Karnataka now leads the pack of states having had a blockbusting year with 4.1GW deployed. It is followed by Telangana, Rajasthan, Andhra Pradesh and Tamil Nadu.
Adani, ReNew and Acme were the top three developers with total installed capacity of 2.3GW during the year.
Canadian Solar (12.9% market share), JA Solar (11.4%) and Trina Solar (7.9%) were the top three module suppliers in the year. Tata Power Solar was the only Indian firm to make the top 10 and domestic firms had just 11.42% market share, which is pertinent given reports today that power minister R.K. Singh intends to make future bids for renewables have up to a 50% manufacturing component. The Ministry of New and Renewable Energy has also touted the idea of a 100GW tender to be linked with manufacturing in the future, although Bridge to India's weekly newsletter this week described the idea as “lacking in credibility”.
The consultancy also suggested: “By announcing such radical schemes, MNRE may be trying to deflect attention from recent problems and shore up confidence in the sector.”
According to the Solar Map, rooftop capacity reached 2.4GW as of March 2018 with just over 1GW estimated to have been installed in FY 2017-18.
Meanwhile, off-grid solar installations reached 691MW with capacity addition of 217MW in the year.

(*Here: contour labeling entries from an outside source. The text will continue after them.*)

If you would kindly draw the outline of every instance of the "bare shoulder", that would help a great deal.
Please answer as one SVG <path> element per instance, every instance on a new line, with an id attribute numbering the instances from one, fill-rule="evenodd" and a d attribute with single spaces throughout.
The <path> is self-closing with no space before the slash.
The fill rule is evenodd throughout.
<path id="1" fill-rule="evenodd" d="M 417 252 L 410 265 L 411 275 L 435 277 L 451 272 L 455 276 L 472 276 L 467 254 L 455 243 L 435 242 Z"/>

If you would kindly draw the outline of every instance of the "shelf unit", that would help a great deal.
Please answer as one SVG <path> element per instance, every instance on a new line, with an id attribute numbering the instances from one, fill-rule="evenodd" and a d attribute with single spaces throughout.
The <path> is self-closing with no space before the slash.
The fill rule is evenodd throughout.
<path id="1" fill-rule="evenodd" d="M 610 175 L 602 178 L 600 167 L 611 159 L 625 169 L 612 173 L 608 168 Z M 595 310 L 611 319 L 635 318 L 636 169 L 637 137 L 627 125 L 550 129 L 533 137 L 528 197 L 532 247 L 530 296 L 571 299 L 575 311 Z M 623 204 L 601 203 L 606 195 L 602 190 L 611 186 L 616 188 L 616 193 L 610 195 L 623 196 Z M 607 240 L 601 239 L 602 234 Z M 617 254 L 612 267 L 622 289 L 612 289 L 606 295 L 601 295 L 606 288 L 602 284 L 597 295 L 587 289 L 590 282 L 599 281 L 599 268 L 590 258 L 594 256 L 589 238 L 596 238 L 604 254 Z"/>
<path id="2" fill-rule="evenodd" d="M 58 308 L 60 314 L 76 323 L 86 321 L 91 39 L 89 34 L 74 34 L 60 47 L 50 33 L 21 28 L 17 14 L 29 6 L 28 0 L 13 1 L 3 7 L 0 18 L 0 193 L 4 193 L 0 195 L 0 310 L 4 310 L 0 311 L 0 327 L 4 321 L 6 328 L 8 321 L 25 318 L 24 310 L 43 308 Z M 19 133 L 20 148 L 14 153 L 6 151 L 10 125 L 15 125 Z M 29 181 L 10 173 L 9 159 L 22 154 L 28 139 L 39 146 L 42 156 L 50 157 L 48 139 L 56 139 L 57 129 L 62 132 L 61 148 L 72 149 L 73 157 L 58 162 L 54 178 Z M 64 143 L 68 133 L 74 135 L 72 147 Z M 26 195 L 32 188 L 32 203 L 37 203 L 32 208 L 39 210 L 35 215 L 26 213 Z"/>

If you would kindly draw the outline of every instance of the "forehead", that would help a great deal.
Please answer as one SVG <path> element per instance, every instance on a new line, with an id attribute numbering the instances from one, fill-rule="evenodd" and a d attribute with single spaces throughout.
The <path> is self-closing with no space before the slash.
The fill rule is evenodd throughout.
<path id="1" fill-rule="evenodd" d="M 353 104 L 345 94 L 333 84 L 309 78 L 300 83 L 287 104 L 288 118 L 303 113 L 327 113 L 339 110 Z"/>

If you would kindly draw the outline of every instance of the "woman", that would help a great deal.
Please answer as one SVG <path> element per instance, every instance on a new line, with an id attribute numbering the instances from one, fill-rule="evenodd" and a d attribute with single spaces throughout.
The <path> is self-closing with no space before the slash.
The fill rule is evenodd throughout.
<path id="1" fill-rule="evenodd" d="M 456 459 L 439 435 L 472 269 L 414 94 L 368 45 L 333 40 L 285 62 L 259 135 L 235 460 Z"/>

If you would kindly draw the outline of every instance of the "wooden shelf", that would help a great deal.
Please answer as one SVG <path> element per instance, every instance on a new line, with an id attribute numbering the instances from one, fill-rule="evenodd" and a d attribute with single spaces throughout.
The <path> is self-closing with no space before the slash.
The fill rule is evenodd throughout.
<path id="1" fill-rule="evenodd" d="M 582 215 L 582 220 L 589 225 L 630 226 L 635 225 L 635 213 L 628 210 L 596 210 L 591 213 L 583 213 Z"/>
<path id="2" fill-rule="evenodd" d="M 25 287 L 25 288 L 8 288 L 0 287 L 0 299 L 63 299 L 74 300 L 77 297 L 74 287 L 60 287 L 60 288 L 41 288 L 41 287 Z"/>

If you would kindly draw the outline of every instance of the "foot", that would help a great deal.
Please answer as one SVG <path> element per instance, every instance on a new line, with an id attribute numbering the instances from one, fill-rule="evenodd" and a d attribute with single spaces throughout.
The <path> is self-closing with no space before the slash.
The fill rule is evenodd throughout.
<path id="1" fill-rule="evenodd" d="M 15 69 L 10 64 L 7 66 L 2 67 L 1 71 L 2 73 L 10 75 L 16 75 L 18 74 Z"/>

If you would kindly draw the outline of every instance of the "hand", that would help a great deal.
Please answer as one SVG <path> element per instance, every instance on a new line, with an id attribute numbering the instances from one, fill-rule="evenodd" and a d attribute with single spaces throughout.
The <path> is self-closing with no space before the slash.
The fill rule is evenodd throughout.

Vinay Rustagi, managing director, Bridge to India, said: “[The] Indian solar market has grown spectacularly over [the] last four years. But we are still at only 24.4GW, way short of the 100GW target. It is not going to be easy as activity is expected to slow down in the current year before picking up again in 2019-20. While falling prices and government support have helped in boosted demand, supply side factors like land and transmission still remain a concern.”